Apple hat eine neue Ära der Smartphone-Sicherheit eingeläutet. Das Herzstück bildet eine Technologie namens Memory Integrity Enforcement (MIE) – ein Speicherschutzsystem, das nach den Worten von Apple „die bedeutendste Weiterentwicklung der Speichersicherheit in der Geschichte von Betriebssystemen für Endnutzer“ darstellt. Doch was verbirgt sich hinter diesem sperrigen Begriff, und warum ist der Schutz so wichtig?

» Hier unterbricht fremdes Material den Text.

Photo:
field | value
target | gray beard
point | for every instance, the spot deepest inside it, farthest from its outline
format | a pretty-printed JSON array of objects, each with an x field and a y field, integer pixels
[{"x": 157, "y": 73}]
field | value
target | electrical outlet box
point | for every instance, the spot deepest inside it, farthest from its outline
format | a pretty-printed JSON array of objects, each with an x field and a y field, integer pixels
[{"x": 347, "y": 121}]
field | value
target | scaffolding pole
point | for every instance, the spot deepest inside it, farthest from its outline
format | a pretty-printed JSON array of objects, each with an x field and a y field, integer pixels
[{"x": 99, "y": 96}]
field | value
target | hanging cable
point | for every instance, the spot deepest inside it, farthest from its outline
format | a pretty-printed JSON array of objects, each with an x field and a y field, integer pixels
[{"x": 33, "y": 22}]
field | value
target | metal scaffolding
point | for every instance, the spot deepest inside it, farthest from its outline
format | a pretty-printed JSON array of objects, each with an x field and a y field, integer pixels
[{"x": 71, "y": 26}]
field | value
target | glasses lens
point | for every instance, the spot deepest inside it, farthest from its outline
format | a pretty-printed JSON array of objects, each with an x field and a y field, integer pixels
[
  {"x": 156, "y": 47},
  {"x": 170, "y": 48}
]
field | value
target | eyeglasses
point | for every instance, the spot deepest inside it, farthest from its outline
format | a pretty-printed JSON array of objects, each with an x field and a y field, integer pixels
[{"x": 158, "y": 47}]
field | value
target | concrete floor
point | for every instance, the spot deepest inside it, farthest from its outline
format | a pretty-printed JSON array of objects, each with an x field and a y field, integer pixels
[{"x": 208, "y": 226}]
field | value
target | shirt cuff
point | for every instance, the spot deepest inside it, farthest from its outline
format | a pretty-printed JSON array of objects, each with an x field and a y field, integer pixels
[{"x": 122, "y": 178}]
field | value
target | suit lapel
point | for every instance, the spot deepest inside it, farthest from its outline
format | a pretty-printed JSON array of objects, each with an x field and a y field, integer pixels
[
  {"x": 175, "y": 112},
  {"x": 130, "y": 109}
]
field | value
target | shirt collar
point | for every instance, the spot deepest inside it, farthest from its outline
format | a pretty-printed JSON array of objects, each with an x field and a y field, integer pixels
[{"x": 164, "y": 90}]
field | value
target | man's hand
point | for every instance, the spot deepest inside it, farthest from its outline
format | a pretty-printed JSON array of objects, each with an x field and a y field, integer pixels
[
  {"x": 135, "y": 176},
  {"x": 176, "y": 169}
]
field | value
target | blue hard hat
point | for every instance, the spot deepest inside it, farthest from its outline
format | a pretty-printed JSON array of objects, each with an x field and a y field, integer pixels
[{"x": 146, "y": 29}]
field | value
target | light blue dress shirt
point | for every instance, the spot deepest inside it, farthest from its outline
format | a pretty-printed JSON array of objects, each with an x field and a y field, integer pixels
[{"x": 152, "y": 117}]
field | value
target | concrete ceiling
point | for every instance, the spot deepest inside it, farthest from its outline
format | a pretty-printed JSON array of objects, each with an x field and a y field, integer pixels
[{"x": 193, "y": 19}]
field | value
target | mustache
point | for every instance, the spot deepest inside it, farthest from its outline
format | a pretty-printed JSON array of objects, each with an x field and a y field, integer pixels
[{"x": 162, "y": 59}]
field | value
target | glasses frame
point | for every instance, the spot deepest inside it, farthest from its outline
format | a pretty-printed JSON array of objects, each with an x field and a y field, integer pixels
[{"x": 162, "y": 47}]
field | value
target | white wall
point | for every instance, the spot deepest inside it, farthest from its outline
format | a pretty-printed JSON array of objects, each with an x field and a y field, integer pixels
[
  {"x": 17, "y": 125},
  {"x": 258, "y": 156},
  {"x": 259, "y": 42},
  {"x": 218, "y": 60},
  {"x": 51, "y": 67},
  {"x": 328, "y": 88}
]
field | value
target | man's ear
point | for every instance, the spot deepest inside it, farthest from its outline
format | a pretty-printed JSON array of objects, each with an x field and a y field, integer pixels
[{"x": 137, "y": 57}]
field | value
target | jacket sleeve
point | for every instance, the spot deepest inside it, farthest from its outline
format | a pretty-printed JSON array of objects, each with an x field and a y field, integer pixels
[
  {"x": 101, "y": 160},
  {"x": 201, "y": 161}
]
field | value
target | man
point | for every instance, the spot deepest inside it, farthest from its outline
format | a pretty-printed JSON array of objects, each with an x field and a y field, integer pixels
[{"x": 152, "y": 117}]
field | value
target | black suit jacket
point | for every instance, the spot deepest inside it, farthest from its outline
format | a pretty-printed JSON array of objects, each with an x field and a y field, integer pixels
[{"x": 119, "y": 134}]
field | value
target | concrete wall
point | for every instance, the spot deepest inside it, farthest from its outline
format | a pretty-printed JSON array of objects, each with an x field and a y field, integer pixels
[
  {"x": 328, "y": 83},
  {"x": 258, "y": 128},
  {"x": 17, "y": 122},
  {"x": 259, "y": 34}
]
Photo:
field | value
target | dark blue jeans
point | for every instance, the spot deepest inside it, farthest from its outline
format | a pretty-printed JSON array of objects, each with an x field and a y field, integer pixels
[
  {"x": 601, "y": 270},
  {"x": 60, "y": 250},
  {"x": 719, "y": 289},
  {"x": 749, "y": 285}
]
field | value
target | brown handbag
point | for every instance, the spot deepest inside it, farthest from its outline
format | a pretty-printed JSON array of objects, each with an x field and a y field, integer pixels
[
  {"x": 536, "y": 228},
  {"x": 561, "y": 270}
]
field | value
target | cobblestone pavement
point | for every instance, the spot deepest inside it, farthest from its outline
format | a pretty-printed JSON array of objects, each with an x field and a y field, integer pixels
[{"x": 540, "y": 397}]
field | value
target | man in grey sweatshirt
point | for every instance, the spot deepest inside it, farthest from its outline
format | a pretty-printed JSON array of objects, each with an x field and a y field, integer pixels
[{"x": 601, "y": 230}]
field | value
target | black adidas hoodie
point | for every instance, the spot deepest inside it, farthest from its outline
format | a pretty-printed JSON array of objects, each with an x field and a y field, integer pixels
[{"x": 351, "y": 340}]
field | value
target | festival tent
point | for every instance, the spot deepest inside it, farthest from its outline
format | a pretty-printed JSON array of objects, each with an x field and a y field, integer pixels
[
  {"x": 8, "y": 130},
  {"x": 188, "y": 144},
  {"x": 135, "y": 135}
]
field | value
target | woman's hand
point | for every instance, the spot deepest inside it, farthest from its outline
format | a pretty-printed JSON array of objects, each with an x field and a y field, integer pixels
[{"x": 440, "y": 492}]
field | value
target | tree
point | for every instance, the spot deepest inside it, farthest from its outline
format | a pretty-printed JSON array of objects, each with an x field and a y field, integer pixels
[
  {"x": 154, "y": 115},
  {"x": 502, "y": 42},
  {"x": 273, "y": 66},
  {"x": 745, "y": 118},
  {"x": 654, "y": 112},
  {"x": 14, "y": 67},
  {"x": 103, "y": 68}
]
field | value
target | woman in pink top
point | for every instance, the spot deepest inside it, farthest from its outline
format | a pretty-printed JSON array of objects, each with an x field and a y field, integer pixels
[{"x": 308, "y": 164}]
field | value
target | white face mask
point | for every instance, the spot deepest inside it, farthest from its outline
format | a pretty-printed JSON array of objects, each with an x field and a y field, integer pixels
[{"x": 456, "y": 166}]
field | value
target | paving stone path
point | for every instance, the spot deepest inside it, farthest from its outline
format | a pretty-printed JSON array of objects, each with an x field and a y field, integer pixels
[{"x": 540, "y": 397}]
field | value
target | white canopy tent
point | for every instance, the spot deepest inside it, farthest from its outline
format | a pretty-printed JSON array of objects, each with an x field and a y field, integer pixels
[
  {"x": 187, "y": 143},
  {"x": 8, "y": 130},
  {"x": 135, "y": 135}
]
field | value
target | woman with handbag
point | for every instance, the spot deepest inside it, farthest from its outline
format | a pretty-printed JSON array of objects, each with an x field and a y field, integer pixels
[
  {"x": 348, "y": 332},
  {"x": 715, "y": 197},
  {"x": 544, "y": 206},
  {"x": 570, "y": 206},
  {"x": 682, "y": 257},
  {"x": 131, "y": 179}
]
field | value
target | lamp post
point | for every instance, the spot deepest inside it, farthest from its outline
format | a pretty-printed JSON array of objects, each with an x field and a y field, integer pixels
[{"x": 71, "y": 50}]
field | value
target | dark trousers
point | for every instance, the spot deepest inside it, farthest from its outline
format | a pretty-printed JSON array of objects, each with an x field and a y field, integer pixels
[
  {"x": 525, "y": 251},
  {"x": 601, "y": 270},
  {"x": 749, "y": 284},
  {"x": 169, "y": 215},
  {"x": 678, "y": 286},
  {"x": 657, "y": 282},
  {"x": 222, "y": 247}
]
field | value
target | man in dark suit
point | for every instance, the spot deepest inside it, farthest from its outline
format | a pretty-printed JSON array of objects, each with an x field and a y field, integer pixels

Speicherfehler als Einfallstor für Angreifer
Um MIE zu verstehen, muss man das Problem betrachten, das es lösen soll: Speicherkorruption. Dabei greift Software unbeabsichtigt auf Speicherbereiche zu, die ihr nicht gehören. Dies kann durch Programmierfehler möglich werden. Die häufigsten Varianten sind Buffer Overflows (Pufferüberläufe) und Use-after-free-Fehler. Ersterer entsteht, wenn ein Programm mehr Daten in einen Speicherpuffer schreibt, als dieser aufnehmen kann. Die überschüssigen Daten landen in benachbarten Speicherbereichen und können dort Informationen überschreiben. Use-after-free-Fehler treten auf, wenn ein Programm Speicher freigibt, aber später trotzdem darauf zugreift.